Minister Paschal Donohue confirmed the move in response to a UK government-issued statement announcing the reintroduction of duty-free shopping for passengers travelling to EU countries if the UK leaves the EU without a deal on 31 October. 

Such a change would mark the return of the so-called 'booze cruise' where those looking to obtain a deal would make day trips to the UK to stockpile cheap alcohol and cigarettes. 

“As the UK has decided to apply an unrestricted Duty-Free scheme in the event that the country leaves the EU with no deal, in line with the reciprocal policy, Ireland would not in this eventuality commence the relevant legislative measure and European Union rules in relation to passenger travel from ports and airports between the EU and third countries would, therefore, apply from 31 October," Minister Donoghue said. 

“In effect, this would mean that excise and VAT free sales on purchases of tobacco and alcohol made at duty-free shops, subject to quantitative purchase limits, would, therefore, operate between Ireland and the UK.” 

The announcement follows a declaration by UK Chancellor of the Exchequer Sajid Javid who said: "As we prepare to leave the EU, I’m pleased to be able to back British travellers.

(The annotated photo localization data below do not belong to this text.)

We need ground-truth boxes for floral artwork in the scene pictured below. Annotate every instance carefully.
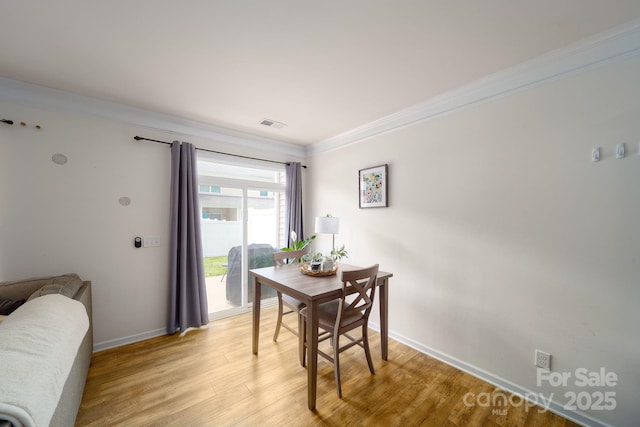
[359,164,388,208]
[362,172,383,203]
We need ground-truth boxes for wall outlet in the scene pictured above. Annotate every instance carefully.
[535,349,551,370]
[143,236,161,248]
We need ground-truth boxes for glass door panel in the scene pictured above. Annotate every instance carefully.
[200,186,243,315]
[246,189,284,304]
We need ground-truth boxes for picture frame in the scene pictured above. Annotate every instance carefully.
[359,164,388,208]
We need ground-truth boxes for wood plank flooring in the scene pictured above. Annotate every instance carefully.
[77,307,578,426]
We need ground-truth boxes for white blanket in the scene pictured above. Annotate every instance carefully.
[0,294,89,427]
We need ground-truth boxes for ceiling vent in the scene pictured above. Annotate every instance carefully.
[259,118,287,129]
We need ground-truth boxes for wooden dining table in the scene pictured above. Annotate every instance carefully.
[250,263,393,410]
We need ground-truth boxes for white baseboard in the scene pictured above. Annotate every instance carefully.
[368,322,611,427]
[93,328,167,352]
[93,300,278,352]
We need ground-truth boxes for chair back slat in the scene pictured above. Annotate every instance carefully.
[272,249,306,266]
[337,264,379,327]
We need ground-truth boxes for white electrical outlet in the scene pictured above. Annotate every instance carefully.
[535,349,551,370]
[143,236,161,248]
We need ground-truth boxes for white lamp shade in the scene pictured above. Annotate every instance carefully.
[315,216,339,234]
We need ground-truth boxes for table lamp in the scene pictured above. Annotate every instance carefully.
[314,214,339,252]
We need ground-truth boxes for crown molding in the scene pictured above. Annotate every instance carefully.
[3,18,639,160]
[0,77,306,159]
[307,18,640,156]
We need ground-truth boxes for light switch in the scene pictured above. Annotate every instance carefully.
[143,236,161,247]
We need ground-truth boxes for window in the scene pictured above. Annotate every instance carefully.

We want people to enjoy their hard-earned holidays and this decision will help holidaymakers’ cash go that little bit further."

It was also outlined in today's announcement that duty-free prices will not apply to people travelling from Northern Ireland to the Republic – as duty-free shopping only applies to airports and ports. 

It said this policy is in compliance with EU law and Ireland's international obligations.

Duty-free shopping was abolished within the EU in 1999.

In these circumstances, the UK will assume the status of a "third country" in terms of their trading relationship with the European Union. 

This means that, while the UK will not formally be part of the European Union, a number of systems and democratic ideals will be used by both parties to ensure fair and simple trading. 

Norway, Iceland, Lichtenstein and Switzerland fall under this category, too. 

As it stands, the UK is set to leave the EU without a deal on 31 October. However, MPs in the UK have sought to rule out this outcome through legislation.